Jacques Hamelink (1939) heeft het de lezer nooit gemakkelijk gemaakt. Toen hij vijftig jaar geleden debuteerde met zowel poëzie als verhalen werd zijn werk ogenblikkelijk besprongen door essayisten en academici die zich uitputten in ingenieuze interpretaties, want wat hij schreef was vreemd, dicht en hermetisch. Binnen tien jaar groeide Hamelink uit tot een geliefd cultschrijver van een intrigerend oeuvre, waarvoor hij ook prijzen ontving, maar toen hij zich in de jaren zeventig en tachtig leek terug te trekken in een steeds ondoorgrondelijker eigen wereld haakten de lezers af. Hij stopte met het schrijven van proza en essays en legde zich exclusief toe op poëzie, voor hem het ultieme genre.
In 1994 publiceerde hij de lijvige bundel Folklore imaginaire de Flandre, waarin hij terugkeerde naar Zeeuws-Vlaanderen, zijn geboortegrond. Zeven hecht gecomponeerde bundels volgden, die hem uit de marginaliteit haalden en de eigenzinnige kracht van zijn dichterschap opnieuw bevestigden. Maar hoe aantrekkelijk veel lezers Hamelinks taalconstructies ook vonden, bijna niemand begreep waarover hij het had. Voor een belangrijk deel was dit te wijten aan zijn neiging voortdurend te verwijzen naar al dan niet obscure literatuur, beeldende kunst of historische feiten, vaak ook uit culturele omgevingen die de gemiddelde Nederlandse poëzielezer niet paraat heeft. Je kreeg soms de indruk dat de dichter je moedwillig een essentiële sleutel onthield, dat je hard moest studeren om in zijn wereld te kunnen doordringen. Enkele jaren geleden schreef ik een geleerd boek over een van zijn bundels, en ik was niet de enige. Hoe ontoegankelijk de poëzie ook leek, het was kennelijk toch evident dat hij iets te vertellen had wat we wilden weten. Klank en beeldtaal hielden de belofte in zich van een schoonheid, die de dichter vooralsnog liever voor zichzelf wilde houden.
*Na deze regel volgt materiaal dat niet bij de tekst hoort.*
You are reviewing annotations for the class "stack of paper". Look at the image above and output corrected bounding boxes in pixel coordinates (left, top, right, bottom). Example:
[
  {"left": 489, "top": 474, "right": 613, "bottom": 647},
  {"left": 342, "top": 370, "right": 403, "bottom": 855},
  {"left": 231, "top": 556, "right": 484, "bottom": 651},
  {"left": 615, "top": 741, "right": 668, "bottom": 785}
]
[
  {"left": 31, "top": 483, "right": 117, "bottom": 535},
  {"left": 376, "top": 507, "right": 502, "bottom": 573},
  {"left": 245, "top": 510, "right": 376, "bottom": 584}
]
In Germania (2010) begon de lyriek het intellectueel spel met de traditie al te verdringen, in Vigerende oudelandse grond heeft de Gorter in Hamelink definitief de overwinning behaald. Zelden staat een dichter zichzelf toe zo vol en zo geëmotioneerd te zingen. De gecompliceerde zinsbouw en het soms bizarre vocabulaire zijn gebleven, tevens refereert Hamelink nog steeds hier en daar aan meer of minder bekende mythen, maar wat overheerst is pure liedkunst. De complexiteit van de taalconstructies heeft, opmerkelijk genoeg, een weldadig remmend effect, omdat ze de lezer dwingt de meeslepende puls van de muziek zo traag mogelijk te ondergaan. Ja, dit is poëzie van grote schoonheid.
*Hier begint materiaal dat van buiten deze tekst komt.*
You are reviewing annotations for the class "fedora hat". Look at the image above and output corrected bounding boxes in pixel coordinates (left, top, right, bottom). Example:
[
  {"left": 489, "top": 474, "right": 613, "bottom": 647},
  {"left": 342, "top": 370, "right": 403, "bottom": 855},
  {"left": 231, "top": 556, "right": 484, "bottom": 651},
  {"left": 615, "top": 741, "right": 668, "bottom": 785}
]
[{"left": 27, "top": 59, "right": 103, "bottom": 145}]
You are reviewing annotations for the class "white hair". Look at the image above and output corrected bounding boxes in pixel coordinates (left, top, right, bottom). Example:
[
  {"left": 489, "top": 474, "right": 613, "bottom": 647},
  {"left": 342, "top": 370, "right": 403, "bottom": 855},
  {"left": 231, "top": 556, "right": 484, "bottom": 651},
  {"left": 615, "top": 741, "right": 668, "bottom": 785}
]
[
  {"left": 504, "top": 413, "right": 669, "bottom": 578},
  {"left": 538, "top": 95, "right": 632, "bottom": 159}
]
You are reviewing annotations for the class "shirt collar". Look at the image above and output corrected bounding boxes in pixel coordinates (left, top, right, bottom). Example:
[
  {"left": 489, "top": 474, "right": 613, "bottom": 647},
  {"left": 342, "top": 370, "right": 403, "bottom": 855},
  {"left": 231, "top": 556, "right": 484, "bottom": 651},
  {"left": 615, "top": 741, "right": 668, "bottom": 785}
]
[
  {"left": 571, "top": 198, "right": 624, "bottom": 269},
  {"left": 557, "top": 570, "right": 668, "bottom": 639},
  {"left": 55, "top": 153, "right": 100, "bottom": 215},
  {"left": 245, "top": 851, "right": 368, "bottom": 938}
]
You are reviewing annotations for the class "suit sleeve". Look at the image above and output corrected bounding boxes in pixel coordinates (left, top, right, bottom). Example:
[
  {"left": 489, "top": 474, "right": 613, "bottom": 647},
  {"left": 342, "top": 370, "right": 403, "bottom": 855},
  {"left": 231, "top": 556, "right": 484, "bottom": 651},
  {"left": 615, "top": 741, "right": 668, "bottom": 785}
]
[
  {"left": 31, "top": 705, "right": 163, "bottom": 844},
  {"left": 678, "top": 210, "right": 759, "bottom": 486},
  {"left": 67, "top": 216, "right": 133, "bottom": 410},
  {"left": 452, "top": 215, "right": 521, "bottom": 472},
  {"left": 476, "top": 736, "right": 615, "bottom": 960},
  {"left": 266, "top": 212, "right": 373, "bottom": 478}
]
De dichter neemt ons mee naar Zeeuws-Vlaanderen, onder meer om met hem getuige te zijn van de watersnoodramp, hij leidt ons door het Praag van zijn geliefde en hij gunt ons een blik in zijn slaapkamer:
Vroom met haar ogen toe ligt ze, laat ze me
eindeloos ontspannen met haar zoets spelen,
laat ze me eindeloos, laat ik haar eindeloos
de welvingen, gleuf, kroesharen, rulle dikte
van haar kont voelen, legt ze haar billen zo
dat ik van hun volume volop drilmeester ben
Behalve Jacob Groot ken ik geen dichter die met zoveel liefde over seks schrijft. Erotiek omvat voor Hamelink veel meer dan de seksuele band met het begeerde geslacht. In de reeks waaruit het geciteerde fragment komt, wordt de vrouw beschreven als een koe die tegelijkertijd een godin is. Elders doet het Zeeuwse landschap, maar ook de zee zich voor als een machtige moeder die, als het haar uitkomt, haar kinderen liefdevol smoort, soms met de dood als gevolg. Hamelinks wereld is aards en mythisch tegelijk.
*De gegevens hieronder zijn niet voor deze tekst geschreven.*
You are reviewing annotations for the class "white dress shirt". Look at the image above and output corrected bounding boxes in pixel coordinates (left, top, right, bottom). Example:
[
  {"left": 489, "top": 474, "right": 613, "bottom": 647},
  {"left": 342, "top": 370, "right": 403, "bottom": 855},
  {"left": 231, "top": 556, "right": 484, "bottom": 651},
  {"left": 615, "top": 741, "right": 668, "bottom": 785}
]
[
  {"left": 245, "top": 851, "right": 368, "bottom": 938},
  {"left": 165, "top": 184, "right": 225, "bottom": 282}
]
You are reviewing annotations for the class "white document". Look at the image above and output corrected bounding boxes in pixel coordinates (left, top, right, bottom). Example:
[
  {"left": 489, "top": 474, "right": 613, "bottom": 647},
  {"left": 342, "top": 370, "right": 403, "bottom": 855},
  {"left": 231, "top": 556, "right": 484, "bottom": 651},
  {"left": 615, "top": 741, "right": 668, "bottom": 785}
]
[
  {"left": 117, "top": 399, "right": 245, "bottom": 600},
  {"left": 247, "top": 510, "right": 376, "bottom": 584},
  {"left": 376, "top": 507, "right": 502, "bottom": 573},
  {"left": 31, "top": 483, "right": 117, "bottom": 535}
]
Hoewel sommige reeksen episch van karakter zijn, waarbij de watersnood wordt getransformeerd tot een Trojaanse Oorlog en een voorvader lijkt weggelopen uit een roman van Faulkner, excelleert Hamelink op de vierkante centimeter, met name in gedichten waarin bijna niets gebeurt. De dichter kijkt, luistert, ruikt, proeft en tast. Neem deze strofe waarin een zagerij wordt opgeroepen:
Dat kwam door het verse roomblanke en melige
stroomsel dik uit de zaagsnee van de kopboom op
de zaagbok, door dik roomseltapijt op de vloer.
Zo lenterijk het aroma daarvan in wintertijd!
Naast de schoonheid plaatst Hamelink echter ook het gruwelijke. In Droogvalling vertelt hij hoe twee ongetrouwde ooms, die in 1953 niet wilden vluchten, na de ramp worden aangetroffen. Ik zag, zegt de veertienjarige spreker, ‘de op hun erf afgewentelde, de neergevlijde met door ratten/ weggevreten neus en over wie te laat het laken beschikt was/ waarin het nu ontstollend bloed smetschrik in me verbreidde’. De reeks over de watersnoodramp was al aangekondigd in een relaas over de overstroming van de Moldau in 2002: ‘Op de bergen troep, het juthout, de laag slib, plaveisels ingezakt/ overhand houdt de geur van prangend bederf, krabbeslikrottenis, kak.’ De wereld mag rot zijn, toch is wat beklijft haar schoonheid, althans in deze poëzie.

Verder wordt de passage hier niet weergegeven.